Ethical Performance
inside intelligence for responsible business


Having more data is great, but can we trust the figures?

June 2010

Esther Rodriguez argues that carbon reporting is seriously undermined by a lack of assurance

There’s no denying that carbon reporting is now an important element of sustainability reporting.  In its most recent report, the Carbon Disclosure Project (CDP) documented a dramatic increase in the number of large companies disclosing their carbon emissions – response rates were up ten per cent to 82 per cent in 2009 compared to 2008. Disclosure is arguably even more important during volatile financial conditions, as, for many investors, carbon performance is now synonymous with a company’s ability to set the conditions for sustainable future growth.

However, an increase in carbon reporting doesn’t necessarily lead to an increase in the quality of data. Accenture recently showed that sustainability data gathering methods are nowhere near as rigorous as those used for measuring financial performance. There is no wonder, then, that companies are still reluctant to expose themselves to the scrutiny of third parties.

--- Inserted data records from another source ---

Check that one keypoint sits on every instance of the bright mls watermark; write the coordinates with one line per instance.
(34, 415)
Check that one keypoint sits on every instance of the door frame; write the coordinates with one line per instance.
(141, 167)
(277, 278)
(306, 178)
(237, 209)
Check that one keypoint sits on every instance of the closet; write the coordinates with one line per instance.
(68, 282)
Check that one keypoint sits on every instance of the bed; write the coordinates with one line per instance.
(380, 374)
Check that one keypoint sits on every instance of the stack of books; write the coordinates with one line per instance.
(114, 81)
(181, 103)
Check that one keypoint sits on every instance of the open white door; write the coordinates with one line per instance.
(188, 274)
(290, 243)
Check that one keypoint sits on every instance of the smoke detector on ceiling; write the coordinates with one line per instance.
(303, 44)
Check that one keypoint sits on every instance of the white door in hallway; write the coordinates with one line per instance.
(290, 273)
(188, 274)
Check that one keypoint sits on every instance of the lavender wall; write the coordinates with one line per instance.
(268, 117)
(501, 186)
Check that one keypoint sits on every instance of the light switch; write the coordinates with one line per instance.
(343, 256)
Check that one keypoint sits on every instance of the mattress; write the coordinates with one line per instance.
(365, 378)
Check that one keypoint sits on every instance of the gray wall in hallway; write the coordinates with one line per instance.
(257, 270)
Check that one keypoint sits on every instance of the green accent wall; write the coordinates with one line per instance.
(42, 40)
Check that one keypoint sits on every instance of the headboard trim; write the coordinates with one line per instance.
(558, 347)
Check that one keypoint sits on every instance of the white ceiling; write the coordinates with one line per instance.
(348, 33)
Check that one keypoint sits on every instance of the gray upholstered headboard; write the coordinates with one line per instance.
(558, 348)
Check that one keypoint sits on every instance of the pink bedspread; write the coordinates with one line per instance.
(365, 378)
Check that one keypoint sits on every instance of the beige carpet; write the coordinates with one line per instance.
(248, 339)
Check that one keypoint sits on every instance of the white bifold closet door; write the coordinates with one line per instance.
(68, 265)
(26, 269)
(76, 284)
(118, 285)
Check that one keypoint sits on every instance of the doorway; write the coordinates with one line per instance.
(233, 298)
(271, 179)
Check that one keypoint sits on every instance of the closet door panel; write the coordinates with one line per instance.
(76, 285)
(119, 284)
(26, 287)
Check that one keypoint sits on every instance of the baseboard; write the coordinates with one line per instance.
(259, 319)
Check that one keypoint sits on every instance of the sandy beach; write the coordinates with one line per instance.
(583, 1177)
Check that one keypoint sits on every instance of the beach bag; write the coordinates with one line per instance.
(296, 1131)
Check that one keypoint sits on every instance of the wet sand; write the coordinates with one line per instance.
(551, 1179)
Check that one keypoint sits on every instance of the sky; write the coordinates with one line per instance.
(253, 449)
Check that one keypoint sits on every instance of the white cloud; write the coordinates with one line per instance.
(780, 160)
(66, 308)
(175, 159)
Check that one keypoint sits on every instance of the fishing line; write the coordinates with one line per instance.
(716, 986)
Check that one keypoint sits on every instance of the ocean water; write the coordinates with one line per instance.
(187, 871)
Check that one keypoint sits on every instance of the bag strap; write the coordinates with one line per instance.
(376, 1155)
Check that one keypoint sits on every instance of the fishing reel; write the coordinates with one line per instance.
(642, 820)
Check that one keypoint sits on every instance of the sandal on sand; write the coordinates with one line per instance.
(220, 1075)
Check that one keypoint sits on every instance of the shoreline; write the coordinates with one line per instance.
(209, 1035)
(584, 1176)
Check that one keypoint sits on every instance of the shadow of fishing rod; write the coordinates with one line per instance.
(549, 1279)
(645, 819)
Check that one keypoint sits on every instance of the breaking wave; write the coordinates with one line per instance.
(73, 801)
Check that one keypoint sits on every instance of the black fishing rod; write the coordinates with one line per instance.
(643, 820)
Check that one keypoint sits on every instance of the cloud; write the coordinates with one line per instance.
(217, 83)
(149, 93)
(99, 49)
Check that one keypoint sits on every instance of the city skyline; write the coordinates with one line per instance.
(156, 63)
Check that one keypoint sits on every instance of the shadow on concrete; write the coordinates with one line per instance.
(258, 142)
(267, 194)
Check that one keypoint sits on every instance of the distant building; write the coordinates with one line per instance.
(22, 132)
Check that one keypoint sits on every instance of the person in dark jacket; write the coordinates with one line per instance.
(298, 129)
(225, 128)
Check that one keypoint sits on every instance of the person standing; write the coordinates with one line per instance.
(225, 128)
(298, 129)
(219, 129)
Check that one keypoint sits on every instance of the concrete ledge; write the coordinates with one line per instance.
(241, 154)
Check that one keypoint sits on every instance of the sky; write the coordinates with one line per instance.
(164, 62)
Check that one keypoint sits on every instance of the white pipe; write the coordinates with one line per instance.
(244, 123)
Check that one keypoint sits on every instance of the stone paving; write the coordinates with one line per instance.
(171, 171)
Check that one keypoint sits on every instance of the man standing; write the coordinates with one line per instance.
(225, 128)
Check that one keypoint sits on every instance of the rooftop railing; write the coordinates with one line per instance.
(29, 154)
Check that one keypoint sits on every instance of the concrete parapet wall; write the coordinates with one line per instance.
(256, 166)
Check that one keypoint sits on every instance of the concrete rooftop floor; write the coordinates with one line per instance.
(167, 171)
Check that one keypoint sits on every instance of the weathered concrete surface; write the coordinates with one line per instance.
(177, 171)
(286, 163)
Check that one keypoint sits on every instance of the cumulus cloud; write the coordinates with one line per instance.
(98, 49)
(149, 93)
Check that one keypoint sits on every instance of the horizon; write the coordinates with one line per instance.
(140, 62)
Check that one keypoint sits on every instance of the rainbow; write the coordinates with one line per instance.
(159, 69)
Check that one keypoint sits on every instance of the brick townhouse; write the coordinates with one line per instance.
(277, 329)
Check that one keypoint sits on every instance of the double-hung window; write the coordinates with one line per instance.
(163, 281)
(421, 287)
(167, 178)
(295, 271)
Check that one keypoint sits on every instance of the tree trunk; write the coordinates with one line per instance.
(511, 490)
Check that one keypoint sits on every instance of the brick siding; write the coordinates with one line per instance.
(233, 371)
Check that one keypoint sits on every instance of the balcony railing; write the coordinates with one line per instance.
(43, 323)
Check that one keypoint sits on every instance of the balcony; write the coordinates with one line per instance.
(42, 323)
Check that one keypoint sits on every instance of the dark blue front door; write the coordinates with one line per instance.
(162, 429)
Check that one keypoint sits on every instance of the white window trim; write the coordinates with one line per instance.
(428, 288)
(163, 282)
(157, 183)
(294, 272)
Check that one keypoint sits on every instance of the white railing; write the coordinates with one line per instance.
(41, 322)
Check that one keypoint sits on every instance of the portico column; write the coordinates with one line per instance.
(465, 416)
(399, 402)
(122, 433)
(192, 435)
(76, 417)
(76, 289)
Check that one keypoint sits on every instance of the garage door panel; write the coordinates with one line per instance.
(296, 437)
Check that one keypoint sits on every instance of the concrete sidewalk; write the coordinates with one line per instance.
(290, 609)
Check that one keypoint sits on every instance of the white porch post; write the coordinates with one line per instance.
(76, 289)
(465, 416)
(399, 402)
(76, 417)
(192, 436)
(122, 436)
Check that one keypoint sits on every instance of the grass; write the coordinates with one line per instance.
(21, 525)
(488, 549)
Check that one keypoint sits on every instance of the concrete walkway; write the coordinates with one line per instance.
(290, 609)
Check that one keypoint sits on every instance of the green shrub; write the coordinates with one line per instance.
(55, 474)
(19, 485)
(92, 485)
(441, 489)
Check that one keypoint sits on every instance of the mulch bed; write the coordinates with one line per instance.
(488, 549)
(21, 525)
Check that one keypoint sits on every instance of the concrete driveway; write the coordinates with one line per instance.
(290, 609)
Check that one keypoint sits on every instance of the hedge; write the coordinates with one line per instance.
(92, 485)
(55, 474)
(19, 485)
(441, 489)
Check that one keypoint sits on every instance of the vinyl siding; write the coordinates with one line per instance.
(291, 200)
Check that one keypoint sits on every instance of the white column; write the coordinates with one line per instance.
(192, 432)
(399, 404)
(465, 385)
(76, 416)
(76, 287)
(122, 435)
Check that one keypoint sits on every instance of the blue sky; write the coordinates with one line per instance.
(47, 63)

Calls from investors and asset managers for greater disclosure of emissions data has succeeded in raising the importance of reporting, but a lack of independent verification hinders the usefulness of reports. The Carbon Smart report Just off the starting blocks reveals that in most cases there is often no way of telling whether carbon data is accurately reported or how complete and comparable such data is.  Independent third-party assurance is the only viable mechanism to assure readers that reported information is reliable. While we should not assume that the absence of an assurance statement means the data is unreliable, stakeholders may conclude that emissions disclosure is simply an exercise in greenwashing, resulting in a loss of trust from customers and investors who perceive low levels of management commitment to sustainability.

This is simply unacceptable; investors would not put up with a financial report that had not been audited by an independent third party, so why should they accept sustainability data at face value? The scale of the problem is huge. The Carbon Smart report, supported by the UK government,  revealed that only ten per cent of FTSE350 companies assure the carbon data in their sustainability reports, and only two companies mention a recognised carbon standard as their preferred form of assurance. Many corporations are in fact desperate for an internationally accepted and consistent emissions reporting process that includes assurance procedures. However, the future success of internationally accepted assurance standards will depend on government regulation and investor demand.  

As a starting point, this summer we are launching an investor/business-led initiative, ‘A Call for Greater Credibility’, to leverage interest in this issue from the investment and corporate community. Investors, companies and other stakeholders need to work together to devise consistent assurance procedures that include independent third-party verification of data. This way, fair and meaningful comparisons can be made between companies on their ability to manage climate-related risks in the short-, medium- and long-term.